A study led by PKU staff and students reveals that late canopy development in Northern ecosystems hinders seasonal peak photosynthesis.
The dynamic change mechanism of the seasonal peak rate of photosynthesis, also known as GPPmax (Maximum Gross Primary Productivity), has become a hot topic in carbon cycle research. In the Northern Hemisphere, the GPPmax of vegetation is closely related to the year-on-year variation of the ecosystem carbon sink function. Climate conditions and canopy structure are equally important factors affecting the size and occurrence time of the GPPmax of vegetation. The compatibility of their seasonal peak timings directly determines whether GPPmax is able to reach its maximum potential.
Therefore, in order to more accurately understand the carbon sequestration potential of vegetation in the Northern Hemisphere, it is necessary to understand how the canopy structure of vegetation in the Northern Hemisphere adjusts to changes in environmental conditions, thereby affecting the occurrence time of GPPmax, in times of rapid climate change.
The research group led by Academician Piao Shilong from Peking University College of Urban and Environmental Sciences conducted quantitative analysis on the GPPmax time and normalized difference vegetation index (NDVI, which characterizes the canopy structure of vegetation) of vegetation in the Northern Hemisphere from the past 20 years, and compared the differences in seasonal peak timings and variation mechanisms.
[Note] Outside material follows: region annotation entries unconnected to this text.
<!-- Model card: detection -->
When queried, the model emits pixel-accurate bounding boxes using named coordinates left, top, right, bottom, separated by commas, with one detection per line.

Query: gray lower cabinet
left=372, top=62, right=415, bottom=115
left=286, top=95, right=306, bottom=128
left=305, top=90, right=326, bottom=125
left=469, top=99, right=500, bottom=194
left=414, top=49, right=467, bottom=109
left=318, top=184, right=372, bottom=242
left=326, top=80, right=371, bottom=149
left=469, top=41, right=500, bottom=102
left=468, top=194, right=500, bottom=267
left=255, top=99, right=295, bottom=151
Their research was based on multisource remote sensing and flux observation data, combined with machine learning methods.
The study found that compared with the GPPmax time of vegetation, the seasonal peak time of vegetation canopy structure lagged by an average of 8 days, mainly due to climate and nutrient limitations (as shown in the figure below). Over the past 20 years, the increase in atmospheric CO2 concentration has led to an earlier GPPmax time of vegetation. However, the peak time of vegetation canopy structure remained relatively stable, limited by climate and nutrient conditions. As a result, the mismatch in peak timing between the two is increasing. The study proved that the current ecosystem model does not accurately reflect the spatial-temporal dynamics between GPPmax time of vegetation and peak time of canopy structure. Therefore, related mechanisms have to be enhanced. This study provides a new perspective for understanding the dynamic mechanism of vegetation growth seasons in the Northern Hemisphere.